In the mid 1920s, for example, some 75 percent to 85 percent of intercity freight moved by rail, and a great bulk of the freight traveled in less-than-carload lots.
Salisbury businesses such as the Snider Brothers, Swicegood Paper Co. and Fleming Candy, or farming operations needing seeds and tools, or local factories requiring special parts for machinery often picked their orders up at the freight depot after they came in as part of less-than-carload shipments.
Most of these businesses relying on the freight depot also were those not big enough to have their own rail siding.
The small wholesale grocer might want only 40 cases of coffee, not a whole boxcar load. His coffee would come to the Salisbury freight depot in a boxcar filled with items for other people and businesses.

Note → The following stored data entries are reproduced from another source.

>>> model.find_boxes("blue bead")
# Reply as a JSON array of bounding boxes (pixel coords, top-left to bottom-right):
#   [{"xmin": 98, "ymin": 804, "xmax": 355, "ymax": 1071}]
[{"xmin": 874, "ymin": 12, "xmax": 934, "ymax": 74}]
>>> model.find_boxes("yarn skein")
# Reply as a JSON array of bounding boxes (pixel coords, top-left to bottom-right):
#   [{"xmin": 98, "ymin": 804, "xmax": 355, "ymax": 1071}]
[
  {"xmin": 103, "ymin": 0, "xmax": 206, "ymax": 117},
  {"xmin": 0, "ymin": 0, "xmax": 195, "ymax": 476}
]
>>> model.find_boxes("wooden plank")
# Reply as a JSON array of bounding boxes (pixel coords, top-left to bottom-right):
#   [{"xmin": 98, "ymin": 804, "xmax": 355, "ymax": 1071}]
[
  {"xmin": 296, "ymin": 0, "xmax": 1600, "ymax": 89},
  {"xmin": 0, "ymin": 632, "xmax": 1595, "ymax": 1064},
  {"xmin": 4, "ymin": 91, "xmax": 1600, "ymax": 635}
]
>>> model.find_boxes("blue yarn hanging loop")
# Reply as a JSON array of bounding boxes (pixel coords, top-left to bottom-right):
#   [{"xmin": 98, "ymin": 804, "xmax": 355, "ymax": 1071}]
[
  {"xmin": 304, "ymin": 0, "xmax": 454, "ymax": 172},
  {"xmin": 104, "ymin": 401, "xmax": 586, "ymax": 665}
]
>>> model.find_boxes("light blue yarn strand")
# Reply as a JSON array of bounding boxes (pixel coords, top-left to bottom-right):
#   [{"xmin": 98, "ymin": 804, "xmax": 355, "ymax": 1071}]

Residents making big catalog purchases through Sears or Montgomery Ward — bulky things like new kitchen stoves — also might find themselves picking up their orders at the freight depot.
The Spencer transfer sheds were the backbone for the LCL shipments to individual towns and cities along the rails in the central Piedmont.
Boxcars coming in on the main line had to be parked at sheds, where an army of workers would unload the contents and sort things into LCL boxcars going out by local freight trains to places such as Salisbury.
“Even Landis had a freight office,” Peacock says.
In Salisbury, the 1722 switch engine would move the LCL cars where they had to be for unloading.
Peacock remembers the transfer shed up the line employing close to 300 people at one time. “Of course, this is all gone,” he laments.
As for today’s lonely freight depot, the railroad still owns it, and while the building is worthy of saving, coming up with the necessary funds not just to purchase it but to stabilize, renovate and possibly resell it would be a tremendous undertaking.
“You see,” says Peacock, looking toward the building, “it’s in pretty bad shape. It would take a fortune.”
Sides, president of Historic Salisbury Foundation, knows this, but she can’t resist being interested enough to make some inquiries. HSF has a close connection to the railroad, of course, given its home at the 1908 passenger depot.
“We’ll get the keys and look at it,” she says on the freight depot’s behalf.
If old buildings could cry, this one just did.